The Man From
This film has never been all that high on my radar. I never watched a single episode of the television series it, and knew only vague things about its premise (spies, the Cold War, a Russian and American), so I was not among the people jumping with excitement over the idea of a film adaptation. I am, however, always up for some good spy fun, so when I found out that the film had been released (due predominantly to people I know extolling the virtues of Ilya/Gaby/Napoleon as an OT3), I set aside a bit of time in my schedule to watch it.
Set in 1963, the film follows Napoleon Solo, an American art thief recruited by the CIA to serve his prison sentence working as a spy; Ilya Kuryakin, a KGB agent and the son of a disgraced Soviet bureaucrat; and Gaby Teller, an automechanic and the daughter of Nazi nuclear scientist Udo Teller. When Udo Teller, who defected to America in the years following WW2, goes missing, both Solo and Kuryakin track down Teller, and end up being recruited for a joint mission to locate Udo and retrieve the nuclear bomb he's building for the Vinciguerras, a couple of wealthy Nazi sympathisers.
I guess this film was okay?
|I actually don't remember this scene.|
No, no, strike that, it was definitely okay. You could never describe it as bad: The scenery is beautiful, the Cold War aesthetic is out in full force, there's plenty of fun action scenes, and the performances - which is really what the film sold itself on - are all very good.
Henry Cavill, Armie Hammer, and Alicia Vikander all perform excellently, and their characters all contrast with and play off each other well - Cavill's Solo is totally unflappable and charming; Vikander is cynical and fed-up as Gaby; and Hammer pitches Ilya perfectly as taciturn, angry, and somehow still fairly warm despite that. When Hugh Grant eventually joins the cast as Waverly, an MI5 agent, he manages to play off everybody in the cast perfectly, bringing cheerfully sarcastic humour to the mix.
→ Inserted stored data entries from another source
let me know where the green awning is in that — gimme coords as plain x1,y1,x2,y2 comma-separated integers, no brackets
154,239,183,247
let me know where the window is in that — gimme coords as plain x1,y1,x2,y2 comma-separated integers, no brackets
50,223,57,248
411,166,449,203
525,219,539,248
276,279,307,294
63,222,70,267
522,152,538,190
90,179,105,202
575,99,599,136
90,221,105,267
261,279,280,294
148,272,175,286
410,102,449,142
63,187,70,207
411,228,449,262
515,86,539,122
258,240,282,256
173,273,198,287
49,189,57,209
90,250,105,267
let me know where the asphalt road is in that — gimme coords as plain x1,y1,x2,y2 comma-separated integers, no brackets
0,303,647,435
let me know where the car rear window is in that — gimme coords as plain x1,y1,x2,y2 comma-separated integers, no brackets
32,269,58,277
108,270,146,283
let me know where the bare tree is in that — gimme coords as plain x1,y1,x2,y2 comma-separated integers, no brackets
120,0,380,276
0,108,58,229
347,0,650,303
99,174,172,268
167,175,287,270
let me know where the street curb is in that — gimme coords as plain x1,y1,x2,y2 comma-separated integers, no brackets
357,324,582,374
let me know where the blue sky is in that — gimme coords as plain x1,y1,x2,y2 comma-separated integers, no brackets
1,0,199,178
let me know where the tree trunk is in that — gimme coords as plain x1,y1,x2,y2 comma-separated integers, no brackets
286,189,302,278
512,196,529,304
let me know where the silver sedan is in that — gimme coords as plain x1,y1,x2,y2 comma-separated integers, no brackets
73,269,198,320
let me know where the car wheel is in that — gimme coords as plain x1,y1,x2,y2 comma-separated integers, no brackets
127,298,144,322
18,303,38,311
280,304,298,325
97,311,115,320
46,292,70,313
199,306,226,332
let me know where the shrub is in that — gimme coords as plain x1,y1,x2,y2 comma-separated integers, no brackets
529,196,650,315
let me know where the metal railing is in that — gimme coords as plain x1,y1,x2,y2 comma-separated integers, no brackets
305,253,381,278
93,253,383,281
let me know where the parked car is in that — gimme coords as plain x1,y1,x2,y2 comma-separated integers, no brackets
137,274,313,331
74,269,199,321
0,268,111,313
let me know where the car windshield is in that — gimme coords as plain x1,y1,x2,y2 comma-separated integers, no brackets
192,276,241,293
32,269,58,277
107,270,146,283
(Grant also gets some of the best lines in the film, including my personal favourite "Kuryakin, for a special agent you're not having a very special day, are you?")
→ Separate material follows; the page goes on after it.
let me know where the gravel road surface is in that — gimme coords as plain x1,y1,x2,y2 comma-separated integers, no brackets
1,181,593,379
Where the film really falls down is its plot, in that it barely seems to have one. What plot it does have - 'Nazi sympathisers have kidnapped a scientist to build a bomb' - is unoriginal and, frankly, bland, with very little to sustain the interest of a viewer. The villains are supremely forgettable and failed to command any of my attention in any scene they were in, which didn't help, and it often seemed like the film could barely be bothered with them. The plot's poorly paced, as well, with the third act starting something like halfway through the film and then just stretching on and on.
It's not as if the film didn't have material that could have made for entertaining watching, either, if they'd made the most of it. One terribly underused part of the film, despite the fact that many writers have managed to spin interesting stories out of the idea even without the addition of Good Spy Fun, is Ilya and Gaby pretending to be engaged. That could have been a goldmine of entertaining sequences, both comedic and dramatic, and instead the writers seem to barely remember it for most of the film, before basically writing it out altogether in the third act.
Alternately, the conflict between Solo and Ilya could have been made more out of, with them slowly learning a grudging respect for each other. Instead, the film has them work together a couple of times without liking each other, before the third act rolls in and they're suddenly begrudging best friends. It's a crying shame, because Cavill and Hammer certainly have the acting chops to play the two slowly becoming friends, but the filmmakers apparently decided it wasn't necessary to show that.
Which is especially odd, since much of the final part of the film depends on the two of them having become friends, with Ilya being torn between his duty to Russia (and the threat of shame and a gulag) and his friendship with Solo, despite the fact that we've seen nothing that would make us invested in their friendship.
All in all, this is an okay film, but it's mostly carried by its charismatic cast of actors, rather than good writing or directing or anything like that. It really has no substance, and is more the kind of thing that you put on in the background while you're doing something else than something you'd actually sit down and commit to watching. To my knowledge, no sequel has been announced, and it doesn't really need or deserve one.